Uyuşmazlık: Evlilik birliğinin sarsılması nedeniyle açılan boşanma davasında davalı kadının kusurlu olup olmadığı, boşanma kararının verilip verilmeyeceği ve davacı erkek yararına maddi ve manevi tazminat verilip verilmeyeceği hususları.

Gerekçe ve Sonuç: Tarafların karşılıklı iddia ve savunmaları, deliller ve dosya kapsamına göre davalı kadının evlilik birliğinin sarsılmasında kusurlu olduğu, boşanma kararı verilmesinde isabetsizlik bulunmadığı ve davacı erkeğin tazminat talebinin yasal koşullarının oluştuğu gözetilerek yerel mahkeme kararının onanmasına karar verilmiştir.

Karar Metni

"İçtihat Metni"

MAHKEMESİ : İstanbul Bölge Adliye Mahkemesi 10. Hukuk Dairesi

SAYISI : 2020/701 E., 2022/747 K.

KARAR : Başvurunun esastan reddi

İLK DERECE MAHKEMESİ : Küçükçekmece 5. Aile Mahkemesi

SAYISI : 2017/1042 E., 2019/947 K.

Taraflar arasındaki boşanma davasından dolayı yapılan yargılama sonunda İlk Derece Mahkemesince davanın kabulü ile tarafların boşanmalarına ve fer'îlerine karar verilmiştir.

Kararın davalı kadın vekili tarafından istinaf edilmesi üzerine, Bölge Adliye Mahkemesince başvurunun esastan reddine karar verilmiştir.

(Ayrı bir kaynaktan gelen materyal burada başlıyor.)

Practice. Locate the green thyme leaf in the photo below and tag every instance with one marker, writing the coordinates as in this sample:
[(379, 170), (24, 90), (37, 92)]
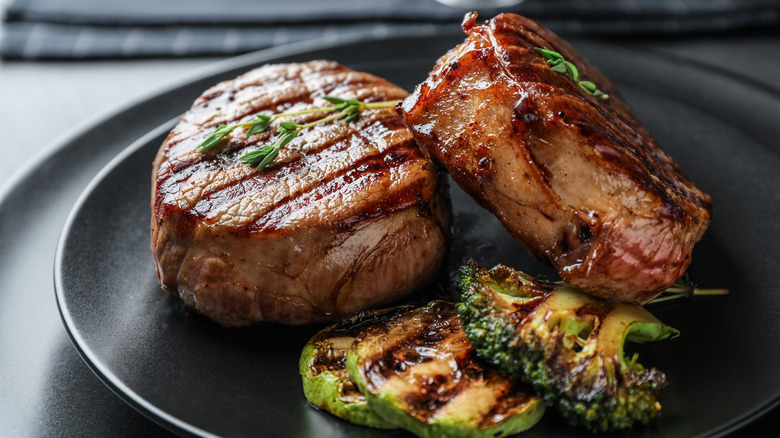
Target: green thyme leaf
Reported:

Bölge Adliye Mahkemesi kararı davalı kadın vekili tarafından duruşma istemli temyiz edilmiş olup; kesinlik, süre, temyiz şartı ve diğer usul eksiklikleri yönünden yapılan ön inceleme sonucunda, 24.05.2023 tarihinde duruşma yapılmasına ve duruşma gününün taraflara davetiye ile bildirilmesine karar verilmiştir..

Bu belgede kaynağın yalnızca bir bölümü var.